Guest blogger Janalee Card Chmel is co-owner of MA! motherhood with attitude and is a Denver-based freelance writer. She was shocked at the age of 40 to find out she was pregnant. Follow her journey each month.
So, as I have documented well, this baby was a surprise. Now, as the weeks pass, I recognize that a huge part of my initial reaction to the news came from a fear of change. I haven’t once feared that I was capable of mothering a third child. Lord, let me get my hands on this beebee and mother it! I love being a mom!
No, the deepest fears I’ve faced (and continue to face) come from a fear of change.
But the change is happening. It is upon us. And — dare I say it? — it’s rather exciting!
For example, we have to remodel part of our basement to continue shoe-horning this family into this darling-but-tiny home. Our plan is to gut the 1942 bathroom and surrounding area and turn it into a nice bedroom/bathroom for Delaney and Allie and then turn their current room into a nursery again.
In the last week, the gutting has begun. Our second bathroom has been demolished and reduced to rubble. And, now that the first plaster has flown, the floor has been jack-hammered and the fixtures have been tossed, I am so excited! I can’t wait to demolish the rest! I had feared living through the construction. Now I just want it all ripped out! It will soon be the newest spot in our old home and I may even envy my daughters’ space.
The other fear was our car situation. I drive a 2003 Chevy Trailblazer. To be honest, I have always hated that car. The electrical stuff goes out all the time. When we discovered I was pregnant, though, the idea of a minivan loomed large. Not only did I fear the financial stress (on top of the remodel, these are two huge budget-drainers!) but I never saw myself in a minivan.
Welp, we found a screaming deal on a 2003 Honda Odyssey and I may never go back to anything else! I love this car! What in the WORLD took me so long!? I contacted all my friends who have schlepped my kids to various events and said, “I am going to be a carpooling dynamo from now on!”

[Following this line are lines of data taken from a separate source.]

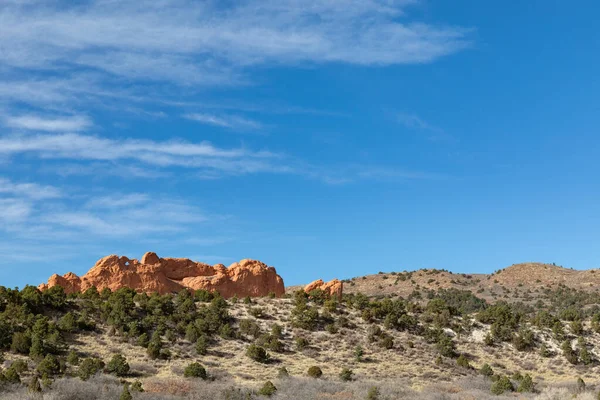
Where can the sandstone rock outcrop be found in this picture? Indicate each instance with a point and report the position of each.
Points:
(332, 288)
(166, 275)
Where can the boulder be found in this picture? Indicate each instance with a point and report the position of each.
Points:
(167, 275)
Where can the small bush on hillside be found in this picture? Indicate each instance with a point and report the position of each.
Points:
(315, 372)
(257, 353)
(358, 353)
(125, 394)
(526, 385)
(195, 370)
(301, 343)
(202, 345)
(373, 393)
(89, 367)
(34, 385)
(10, 375)
(19, 365)
(49, 366)
(283, 373)
(463, 362)
(268, 389)
(502, 385)
(486, 370)
(73, 358)
(346, 374)
(387, 342)
(118, 366)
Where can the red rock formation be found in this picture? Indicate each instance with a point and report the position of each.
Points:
(167, 275)
(331, 288)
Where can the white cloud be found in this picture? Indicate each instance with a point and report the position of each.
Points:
(28, 190)
(13, 210)
(413, 121)
(87, 147)
(37, 123)
(224, 121)
(213, 43)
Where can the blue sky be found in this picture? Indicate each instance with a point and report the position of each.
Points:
(326, 138)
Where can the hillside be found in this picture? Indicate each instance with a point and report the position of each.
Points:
(447, 342)
(519, 282)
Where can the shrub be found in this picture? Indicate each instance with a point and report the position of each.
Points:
(21, 343)
(154, 347)
(19, 365)
(301, 343)
(544, 352)
(503, 384)
(346, 374)
(373, 393)
(137, 387)
(195, 370)
(89, 367)
(202, 345)
(143, 340)
(568, 352)
(331, 328)
(34, 385)
(268, 389)
(11, 376)
(283, 373)
(49, 366)
(580, 384)
(524, 340)
(125, 394)
(387, 342)
(526, 385)
(445, 346)
(73, 358)
(118, 366)
(257, 353)
(486, 370)
(358, 353)
(315, 372)
(463, 362)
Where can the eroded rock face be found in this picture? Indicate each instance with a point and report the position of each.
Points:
(333, 288)
(166, 275)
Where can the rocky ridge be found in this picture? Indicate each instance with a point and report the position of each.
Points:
(167, 275)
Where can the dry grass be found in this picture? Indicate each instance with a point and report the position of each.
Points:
(107, 388)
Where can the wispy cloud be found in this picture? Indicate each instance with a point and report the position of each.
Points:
(415, 122)
(53, 124)
(224, 121)
(173, 153)
(28, 190)
(202, 43)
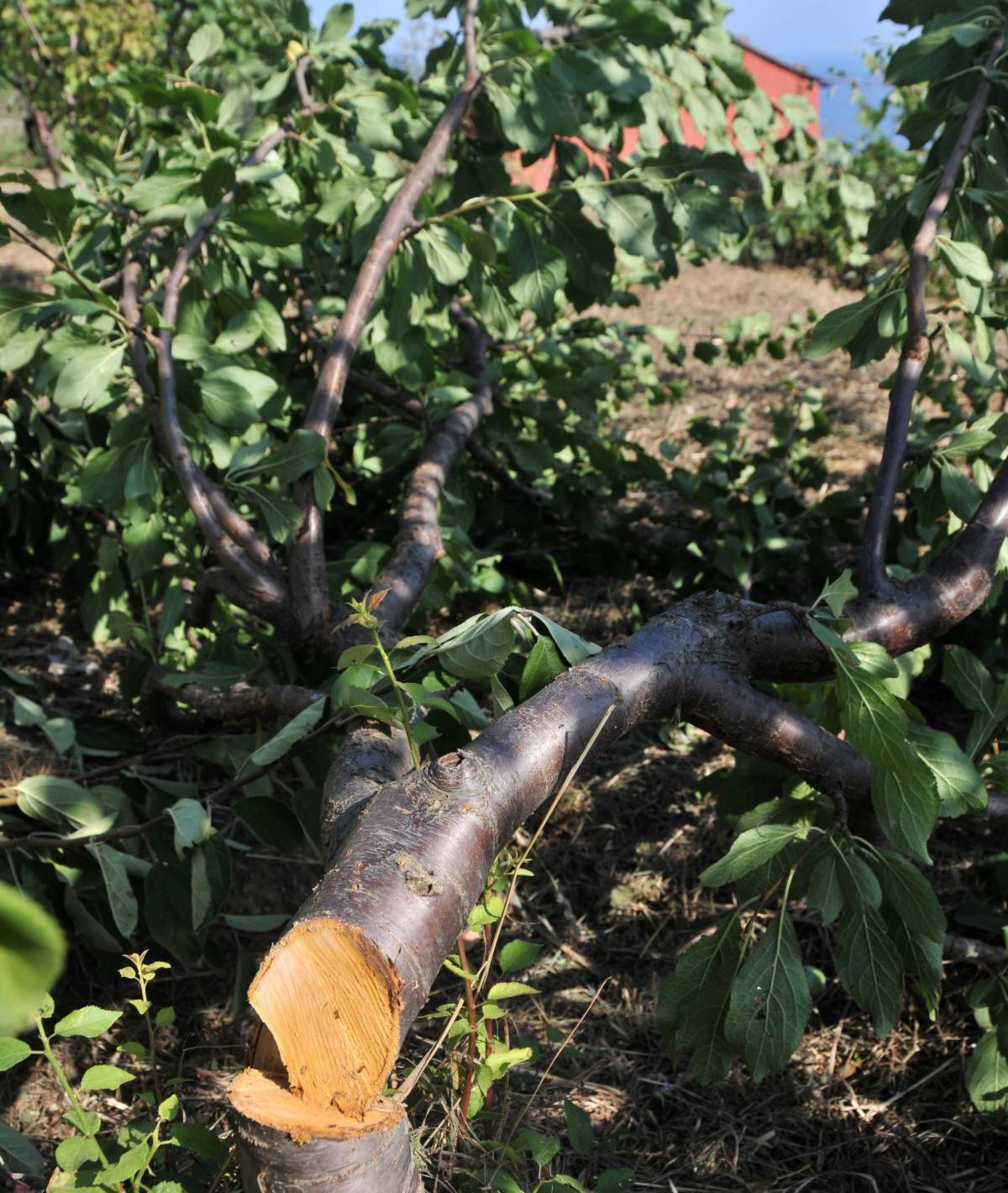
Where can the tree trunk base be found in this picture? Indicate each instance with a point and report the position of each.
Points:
(286, 1145)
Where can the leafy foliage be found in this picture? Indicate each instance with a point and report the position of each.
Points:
(171, 154)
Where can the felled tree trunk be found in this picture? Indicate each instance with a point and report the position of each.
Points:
(339, 991)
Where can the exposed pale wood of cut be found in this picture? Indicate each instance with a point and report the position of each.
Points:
(265, 1100)
(329, 1000)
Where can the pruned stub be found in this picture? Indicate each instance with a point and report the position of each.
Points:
(329, 1006)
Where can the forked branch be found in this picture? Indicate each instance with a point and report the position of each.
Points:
(419, 540)
(372, 934)
(916, 346)
(308, 559)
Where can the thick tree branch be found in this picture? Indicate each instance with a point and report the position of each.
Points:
(389, 908)
(956, 584)
(308, 560)
(370, 756)
(916, 347)
(266, 588)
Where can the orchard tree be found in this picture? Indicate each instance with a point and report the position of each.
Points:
(309, 349)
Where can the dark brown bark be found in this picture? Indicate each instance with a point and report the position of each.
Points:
(370, 756)
(419, 540)
(402, 884)
(308, 559)
(916, 347)
(240, 702)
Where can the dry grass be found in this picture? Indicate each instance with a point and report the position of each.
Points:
(615, 897)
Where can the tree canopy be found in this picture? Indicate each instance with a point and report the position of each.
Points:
(317, 401)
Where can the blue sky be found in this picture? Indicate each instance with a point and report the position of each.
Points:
(820, 34)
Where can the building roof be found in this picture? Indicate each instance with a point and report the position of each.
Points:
(794, 67)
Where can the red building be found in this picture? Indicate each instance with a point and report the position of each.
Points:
(774, 78)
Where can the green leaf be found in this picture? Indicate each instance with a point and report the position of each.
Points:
(537, 269)
(199, 1141)
(633, 222)
(76, 1150)
(987, 1075)
(826, 891)
(839, 327)
(579, 1127)
(958, 491)
(210, 880)
(205, 42)
(289, 736)
(122, 900)
(191, 823)
(750, 849)
(233, 397)
(837, 592)
(922, 958)
(168, 1110)
(911, 895)
(542, 666)
(769, 1001)
(88, 1022)
(18, 1154)
(477, 648)
(12, 1051)
(860, 886)
(517, 954)
(62, 801)
(128, 1166)
(964, 259)
(874, 722)
(574, 648)
(956, 779)
(869, 966)
(104, 1076)
(500, 991)
(87, 375)
(693, 1002)
(907, 812)
(31, 957)
(160, 190)
(446, 255)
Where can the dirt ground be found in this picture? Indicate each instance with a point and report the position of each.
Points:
(615, 897)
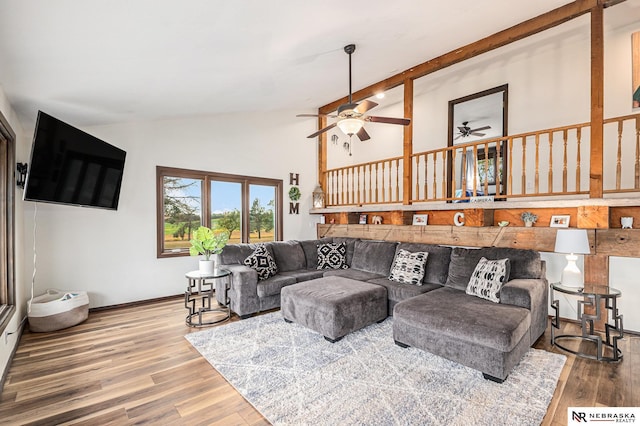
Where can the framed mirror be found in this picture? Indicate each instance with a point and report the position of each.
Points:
(476, 163)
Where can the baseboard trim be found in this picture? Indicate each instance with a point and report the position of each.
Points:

Then there is the change in my body. I did NOT NOT NOT want to be 41 and knocked up. I finally felt like I was getting regular exercise, entering my 40s as a fit woman and… ka-plooey! There it all goes. We all know this is not a 9-month process for the mom’s body. With nursing and plain old fatigue, this is going to take two years away from me. Two years during which I will relinquish control of my body and give it to a baby. Don’t get me wrong… I know this is a miracle and I am blessed to even be fertile, but it does mean a sacrifice and I have not been graceful about this particular transition.
But, I am now in Week 13, done with my first trimester, and feeling really great!
And, finally, there is the change occurring in my belly every day. We had another ultrasound today… we saw the baby’s fists and feet. It arched its wee back and bounced around. Oh my goodness, what an amazing thing my body is participating in right now!
We still face fears, mostly of the financial variety, but I increasingly feel a deep-down peace as I look forward into all this metamorphosis in our lives.
I CAN mother… and really, that’s all I need to do well.